Now don’t misconstrue my meaning; I’m sure you don’t sit down with an evaluation sheet and check off how you’re feeling and how you’re being challenged or not in your present job. However, I do believe that like me, you recognize in yourself positive or negative moods and feelings as you prepare to leave home for work. As you go about your day, you’re probably pretty in tune with your emotions; whether you feel stressed, overwhelmed, happy, valued and in the end content with how things are.
If you are happy in your job, you decide to keep doing what you’re currently doing and you stay. If however you find you’re not as happy and content as you’d like to be, you have two choices; continue with the job as it is and be unhappy or change something up and then evaluate your happiness once the change has occurred. This process is true not just of your work happiness and career choice but of many things in life.
As much as we all want a measure of happiness with the work we do, the employer we work for and the products or services we produce, there does come a time when upon reflection, we opt for change. If the urge for change is dramatic – such as loathing the work we do or having an ethical or moral conflict with the products we contribute to make and distribute, we have a much easier time rationalizing and justifying to ourselves giving up that job or career to look for another which is a better fit. If on the other hand our motivation for looking for another job is only slight; the money is good, the benefits are good, the people around us are good – we’re just not being mentally challenged – we might stick it out longer than we should and look for another job with less urgency.

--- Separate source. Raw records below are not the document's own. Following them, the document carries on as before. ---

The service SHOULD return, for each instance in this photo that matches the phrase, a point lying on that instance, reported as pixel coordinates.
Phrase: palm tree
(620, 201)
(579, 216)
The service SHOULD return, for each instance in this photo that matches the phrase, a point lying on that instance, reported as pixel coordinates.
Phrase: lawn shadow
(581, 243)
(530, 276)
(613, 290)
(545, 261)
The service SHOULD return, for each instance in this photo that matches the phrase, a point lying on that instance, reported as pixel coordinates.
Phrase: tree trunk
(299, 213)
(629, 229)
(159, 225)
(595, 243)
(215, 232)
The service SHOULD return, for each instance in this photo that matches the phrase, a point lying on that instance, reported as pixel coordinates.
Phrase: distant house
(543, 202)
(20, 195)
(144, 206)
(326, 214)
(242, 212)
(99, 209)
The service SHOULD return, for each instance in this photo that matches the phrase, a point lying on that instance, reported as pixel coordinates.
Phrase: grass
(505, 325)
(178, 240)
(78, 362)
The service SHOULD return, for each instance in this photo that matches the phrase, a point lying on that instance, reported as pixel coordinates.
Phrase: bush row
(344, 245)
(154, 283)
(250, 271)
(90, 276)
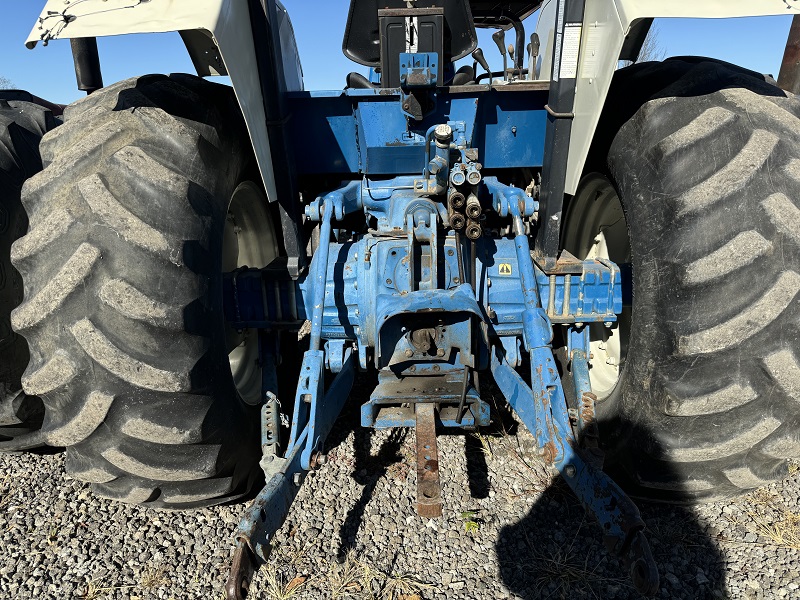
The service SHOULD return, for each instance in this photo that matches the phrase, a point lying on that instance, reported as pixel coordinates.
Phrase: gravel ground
(507, 532)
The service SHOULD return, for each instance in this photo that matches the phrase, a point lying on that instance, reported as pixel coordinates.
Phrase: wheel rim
(249, 240)
(596, 228)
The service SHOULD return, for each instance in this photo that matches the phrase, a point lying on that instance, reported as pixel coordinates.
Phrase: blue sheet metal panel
(365, 131)
(324, 133)
(512, 131)
(387, 146)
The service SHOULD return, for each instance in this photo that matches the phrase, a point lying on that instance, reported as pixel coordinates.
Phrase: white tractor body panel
(226, 22)
(606, 23)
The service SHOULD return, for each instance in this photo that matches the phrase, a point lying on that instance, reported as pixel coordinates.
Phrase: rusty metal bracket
(429, 489)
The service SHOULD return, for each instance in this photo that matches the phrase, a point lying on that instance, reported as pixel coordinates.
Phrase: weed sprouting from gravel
(773, 520)
(355, 578)
(279, 589)
(154, 577)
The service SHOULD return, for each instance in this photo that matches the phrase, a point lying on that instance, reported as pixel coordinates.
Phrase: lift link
(314, 415)
(543, 409)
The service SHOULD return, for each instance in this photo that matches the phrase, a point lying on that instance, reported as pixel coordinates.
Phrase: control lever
(500, 39)
(533, 55)
(481, 60)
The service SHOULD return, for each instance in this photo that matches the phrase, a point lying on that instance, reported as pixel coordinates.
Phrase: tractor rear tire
(708, 172)
(122, 268)
(22, 125)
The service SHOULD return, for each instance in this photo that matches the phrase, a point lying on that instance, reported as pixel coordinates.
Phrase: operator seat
(363, 42)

Remember that looking for another job is a natural activity; looking for a career in another field altogether is also something that many people encounter at least once in their lifetime and sometimes two or three times.

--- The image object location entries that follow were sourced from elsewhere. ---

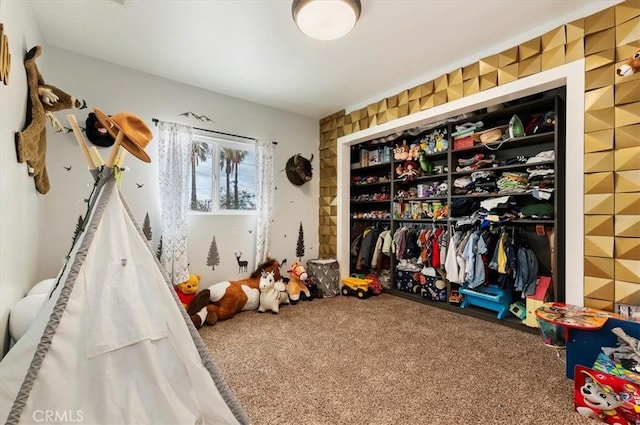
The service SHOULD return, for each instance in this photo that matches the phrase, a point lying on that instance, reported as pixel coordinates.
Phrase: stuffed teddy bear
(296, 287)
(187, 290)
(42, 101)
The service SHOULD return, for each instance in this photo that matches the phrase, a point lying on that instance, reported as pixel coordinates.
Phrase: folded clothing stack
(512, 182)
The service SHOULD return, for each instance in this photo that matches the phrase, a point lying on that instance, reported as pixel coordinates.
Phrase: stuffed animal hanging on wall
(42, 101)
(299, 169)
(631, 66)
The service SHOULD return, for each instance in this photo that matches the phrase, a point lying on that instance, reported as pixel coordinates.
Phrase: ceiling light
(326, 19)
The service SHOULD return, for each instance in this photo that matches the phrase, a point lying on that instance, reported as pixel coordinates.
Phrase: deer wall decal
(242, 264)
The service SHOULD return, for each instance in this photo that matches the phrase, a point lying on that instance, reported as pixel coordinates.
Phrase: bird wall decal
(202, 117)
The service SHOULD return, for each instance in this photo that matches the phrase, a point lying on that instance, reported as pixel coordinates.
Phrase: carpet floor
(388, 360)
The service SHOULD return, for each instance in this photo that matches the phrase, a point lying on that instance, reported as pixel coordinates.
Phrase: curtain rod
(156, 121)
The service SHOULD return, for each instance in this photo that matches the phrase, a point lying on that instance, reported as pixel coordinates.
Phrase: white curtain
(264, 198)
(174, 151)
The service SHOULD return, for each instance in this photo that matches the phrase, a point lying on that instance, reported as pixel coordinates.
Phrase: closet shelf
(490, 195)
(429, 198)
(534, 139)
(502, 168)
(423, 178)
(385, 201)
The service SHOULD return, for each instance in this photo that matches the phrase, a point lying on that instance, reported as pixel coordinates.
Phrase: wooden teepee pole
(114, 151)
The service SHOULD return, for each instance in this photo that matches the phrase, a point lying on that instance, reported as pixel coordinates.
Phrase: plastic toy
(356, 286)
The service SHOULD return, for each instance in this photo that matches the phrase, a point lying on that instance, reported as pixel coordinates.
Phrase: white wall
(20, 204)
(115, 89)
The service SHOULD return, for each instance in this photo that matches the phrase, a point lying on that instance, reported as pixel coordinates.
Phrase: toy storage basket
(327, 273)
(552, 334)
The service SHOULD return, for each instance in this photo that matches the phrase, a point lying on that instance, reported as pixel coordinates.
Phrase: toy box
(606, 398)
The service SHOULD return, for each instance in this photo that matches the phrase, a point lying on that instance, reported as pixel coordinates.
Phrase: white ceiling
(251, 49)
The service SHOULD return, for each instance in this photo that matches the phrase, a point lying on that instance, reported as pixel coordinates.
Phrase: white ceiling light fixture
(326, 19)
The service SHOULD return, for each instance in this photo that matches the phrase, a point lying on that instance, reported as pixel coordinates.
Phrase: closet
(465, 213)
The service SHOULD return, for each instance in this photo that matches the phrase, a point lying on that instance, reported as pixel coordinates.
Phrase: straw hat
(137, 134)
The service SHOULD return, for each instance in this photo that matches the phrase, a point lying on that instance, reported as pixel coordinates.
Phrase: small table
(566, 316)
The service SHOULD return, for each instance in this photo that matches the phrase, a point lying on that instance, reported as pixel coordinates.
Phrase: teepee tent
(113, 344)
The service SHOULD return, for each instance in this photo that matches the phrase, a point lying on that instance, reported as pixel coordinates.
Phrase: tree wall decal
(146, 227)
(213, 259)
(300, 244)
(159, 251)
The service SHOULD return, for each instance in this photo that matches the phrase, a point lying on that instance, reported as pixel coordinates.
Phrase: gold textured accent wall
(611, 142)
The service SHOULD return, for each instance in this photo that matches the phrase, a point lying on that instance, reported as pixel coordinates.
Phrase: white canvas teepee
(113, 345)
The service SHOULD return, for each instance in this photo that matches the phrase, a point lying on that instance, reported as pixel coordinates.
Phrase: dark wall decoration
(299, 169)
(300, 244)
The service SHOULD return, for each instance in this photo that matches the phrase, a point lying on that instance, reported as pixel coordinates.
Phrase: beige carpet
(388, 360)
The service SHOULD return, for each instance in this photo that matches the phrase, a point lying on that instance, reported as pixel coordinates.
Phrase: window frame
(218, 143)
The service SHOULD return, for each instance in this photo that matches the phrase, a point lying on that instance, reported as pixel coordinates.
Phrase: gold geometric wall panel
(455, 91)
(598, 99)
(488, 80)
(440, 83)
(598, 246)
(455, 77)
(529, 49)
(574, 50)
(575, 30)
(601, 289)
(598, 141)
(553, 39)
(471, 86)
(627, 32)
(604, 40)
(508, 57)
(598, 225)
(598, 304)
(553, 58)
(628, 159)
(627, 137)
(598, 204)
(471, 71)
(599, 120)
(627, 292)
(628, 270)
(626, 203)
(600, 59)
(627, 114)
(598, 267)
(598, 161)
(598, 183)
(627, 10)
(627, 248)
(627, 225)
(628, 181)
(600, 21)
(530, 66)
(488, 64)
(627, 92)
(600, 77)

Your interests and needs change as you evolve and age. What you may have found uninteresting and boring in your early years you may come to appreciate and seek out later in life. As an older adult, your skills will have increased with experience and where you may find your quicker to grasp the bigger picture of things in the workplace, you may also find as you age that your body reacts differently to the demands of the job you once performed with ease.
Let me ask you a question. If you could change jobs right now and you’d maintain the same wages as the job you currently hold or receive an increase in wages, would you stay where you are or would you move on? If the answer comes quickly with a resounding yes, then it may be that financial security is a key barrier to finding your true happiness when it comes to the work you do. Unfortunately, there are many people who, fearful of the transition period from one job to another and the lack of income that they envision if things take longer than expected, stay in jobs they’ve long since if ever felt any real passion for.

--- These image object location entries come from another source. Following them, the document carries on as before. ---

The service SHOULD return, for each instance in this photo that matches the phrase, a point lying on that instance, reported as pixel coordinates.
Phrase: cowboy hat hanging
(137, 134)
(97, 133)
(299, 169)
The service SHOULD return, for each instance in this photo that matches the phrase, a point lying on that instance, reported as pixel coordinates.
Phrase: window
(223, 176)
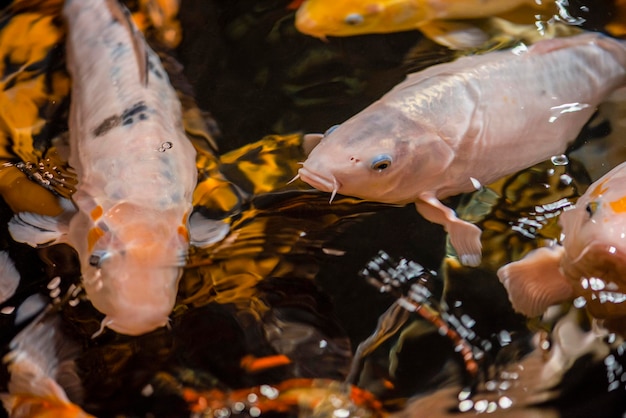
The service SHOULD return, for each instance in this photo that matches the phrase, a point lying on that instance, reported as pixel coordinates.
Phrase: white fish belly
(501, 112)
(136, 169)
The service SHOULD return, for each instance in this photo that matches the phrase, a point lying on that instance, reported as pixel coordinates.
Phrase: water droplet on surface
(559, 159)
(579, 302)
(505, 402)
(466, 405)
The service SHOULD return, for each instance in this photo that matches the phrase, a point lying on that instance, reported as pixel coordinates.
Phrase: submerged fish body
(321, 18)
(453, 127)
(589, 265)
(135, 166)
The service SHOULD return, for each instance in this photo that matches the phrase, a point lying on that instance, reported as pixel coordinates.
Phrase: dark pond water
(267, 322)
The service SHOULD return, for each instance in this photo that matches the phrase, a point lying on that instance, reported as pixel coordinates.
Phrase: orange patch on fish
(258, 364)
(93, 236)
(619, 206)
(96, 213)
(182, 231)
(599, 190)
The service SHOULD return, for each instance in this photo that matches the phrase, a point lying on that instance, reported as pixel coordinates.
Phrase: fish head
(321, 18)
(132, 272)
(373, 157)
(595, 246)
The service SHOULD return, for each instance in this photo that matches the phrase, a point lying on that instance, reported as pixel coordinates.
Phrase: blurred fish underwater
(305, 308)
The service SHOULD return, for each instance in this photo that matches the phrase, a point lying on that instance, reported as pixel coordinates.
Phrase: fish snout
(318, 181)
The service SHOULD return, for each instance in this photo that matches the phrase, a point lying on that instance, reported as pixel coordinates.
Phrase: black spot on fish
(154, 70)
(139, 109)
(106, 125)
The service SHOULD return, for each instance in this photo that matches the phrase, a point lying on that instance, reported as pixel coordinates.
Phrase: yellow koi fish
(590, 265)
(321, 18)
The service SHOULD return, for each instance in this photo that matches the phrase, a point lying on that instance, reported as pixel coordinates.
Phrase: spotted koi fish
(135, 167)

For this reason, it’s a cracker of an idea to set aside each pay period a small percentage of your income as a contingency fund for just such a time when you move from one job to another. Suppose you had enough to live on comfortably for 6 months say. If you grew increasingly disinterested in your job, you’d be less stressed quitting the one to search full-time for another with funds to cushion the transition period, and you’d be motivated to find work before the funds run out.
Of course you don’t always need to quit one job before finding another. Many folks are well equipped to do their full-time job while they actively look for another to replace it. If you can handle this addition and not have your current work suffer in any way then it may be wise to do so. On the other hand, if you find you’re exhausted and have no energy to look for meaningful work after your existing job concludes for the day, you might be better suited to quit the one, then after a week to clear your head, move at full speed and look for another.
Possibly the worse thing you can do for the company who now employs you, your own mental health and those who surround you in your personal life is in fact what so many people end up doing; staying in a job where you’re losing your enthusiasm. Holding on for the income while losing your happiness is a bad trade-off.